Schnackenberg himself is one of the crucial figures in the development of North Sails, along with Lowell. Tom was a physicist by profession, in addition to becoming a sailor. In the 1970s he worked with North Sails from New Zealand and was the first to realize the crucial importance of “digitizing” the sailmaker’s work, thanks to the development of information technology and design software. It was precisely “Schnack” who developed a database that contained a large number of possible different profiles for each sail, modeling each design with 2D design software he devised. That was the decisive breakthrough, and it is in those years that the success that North Sails’ design software, and databases, have today is based.

In 1977, North landed in the America’s Cup world, and on Lowell’s instructions, the head of Enterprise’s sail program was Tom Schnackberg himself, in a union in which the skipper was Lowell North himself. It went badly, Enterprise was swept away by Ted Turner’s Courageous, which won the domestic selection and became the American defender for the America’s Cup, a defense that was later successful against the Australians. But the consecration in the America’s Cup was only postponed. Team North stays in the loop, and 1983 brings a new opportunity. The two boats competing for the America’s Cup final are in fact both North Sails sailed. On the one hand Dennis Conner with Liberty and tactician one of the “tigers,” Tom Whidden; on the other side a group of Australian rowdies led by skipper John Bertrand. Behind the Australian team, in addition to the eclectic genius of Alan Bond, however, is the “paw” of Tom Schnackenberg proposing to the Aussies what Conner’s Americans still didn’t trust: bow sails triradially trimmed and finished in aramid fiber, Kevlar, which North Sails had developed while still experimental. The story goes that Australia II interrupted an unchallenged 150-year rule of the Stars and Stripes with its victory.
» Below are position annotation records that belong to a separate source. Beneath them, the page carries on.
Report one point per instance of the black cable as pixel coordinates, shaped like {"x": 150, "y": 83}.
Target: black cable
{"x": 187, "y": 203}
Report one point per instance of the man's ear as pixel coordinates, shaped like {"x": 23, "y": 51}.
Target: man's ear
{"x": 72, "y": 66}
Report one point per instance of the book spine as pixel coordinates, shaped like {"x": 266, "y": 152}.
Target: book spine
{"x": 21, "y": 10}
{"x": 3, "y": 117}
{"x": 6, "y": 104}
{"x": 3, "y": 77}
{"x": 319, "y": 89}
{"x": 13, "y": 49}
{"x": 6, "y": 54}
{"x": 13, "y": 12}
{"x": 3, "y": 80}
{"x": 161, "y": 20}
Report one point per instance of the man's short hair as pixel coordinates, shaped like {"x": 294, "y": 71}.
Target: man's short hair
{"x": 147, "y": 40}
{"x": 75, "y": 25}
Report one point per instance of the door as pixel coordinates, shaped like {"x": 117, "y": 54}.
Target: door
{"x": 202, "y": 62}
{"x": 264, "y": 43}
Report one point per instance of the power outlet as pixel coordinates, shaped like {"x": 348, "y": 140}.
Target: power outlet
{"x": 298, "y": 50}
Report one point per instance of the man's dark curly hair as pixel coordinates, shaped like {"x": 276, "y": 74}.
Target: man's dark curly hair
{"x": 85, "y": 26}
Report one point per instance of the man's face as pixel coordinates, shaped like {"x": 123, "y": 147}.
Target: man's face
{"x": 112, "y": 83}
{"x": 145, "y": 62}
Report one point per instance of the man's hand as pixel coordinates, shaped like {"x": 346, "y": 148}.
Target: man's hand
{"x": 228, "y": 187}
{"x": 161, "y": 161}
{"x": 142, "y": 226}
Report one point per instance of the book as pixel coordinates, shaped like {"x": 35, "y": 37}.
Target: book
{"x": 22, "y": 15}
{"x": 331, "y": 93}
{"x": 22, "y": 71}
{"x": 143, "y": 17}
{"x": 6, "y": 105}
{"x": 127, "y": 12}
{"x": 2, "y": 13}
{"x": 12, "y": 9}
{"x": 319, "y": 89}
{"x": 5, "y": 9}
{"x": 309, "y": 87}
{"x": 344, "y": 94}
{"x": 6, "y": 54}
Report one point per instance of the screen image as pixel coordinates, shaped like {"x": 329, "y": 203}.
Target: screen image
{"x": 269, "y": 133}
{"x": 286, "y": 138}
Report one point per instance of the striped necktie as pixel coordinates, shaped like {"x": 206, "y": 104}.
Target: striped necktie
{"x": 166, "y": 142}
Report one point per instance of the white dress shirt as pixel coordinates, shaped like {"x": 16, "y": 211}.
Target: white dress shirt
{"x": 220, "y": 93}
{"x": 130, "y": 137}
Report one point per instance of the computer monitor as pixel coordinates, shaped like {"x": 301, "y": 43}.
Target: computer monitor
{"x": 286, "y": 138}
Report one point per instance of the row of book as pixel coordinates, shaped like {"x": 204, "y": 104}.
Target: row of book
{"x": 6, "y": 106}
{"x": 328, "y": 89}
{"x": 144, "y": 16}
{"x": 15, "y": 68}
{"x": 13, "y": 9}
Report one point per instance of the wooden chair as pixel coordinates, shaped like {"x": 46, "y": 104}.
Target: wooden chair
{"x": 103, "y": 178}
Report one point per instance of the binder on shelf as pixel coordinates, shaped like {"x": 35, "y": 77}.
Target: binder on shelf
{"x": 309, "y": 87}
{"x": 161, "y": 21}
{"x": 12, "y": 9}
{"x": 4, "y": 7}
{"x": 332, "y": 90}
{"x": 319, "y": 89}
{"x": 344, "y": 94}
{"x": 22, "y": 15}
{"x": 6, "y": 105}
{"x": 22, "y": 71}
The triradial sails of Australia II. North Sails Photos

Many people remember the famous fins of the Australian boat, but triradial genoa and aramid fibers from that day became something indispensable in the racing world.

After this international acclaim, Lowell North decided to sell the sailmaker and retire, but left a clear imprint and his Tigers in what would become indisputably the world’s largest sailmaker. So it was not just a man who died, a sailor and a sailmaker. Lowell North with his insights, his method of working, was one of the fathers of modern sailing. Good wind then to the Pope on his last race.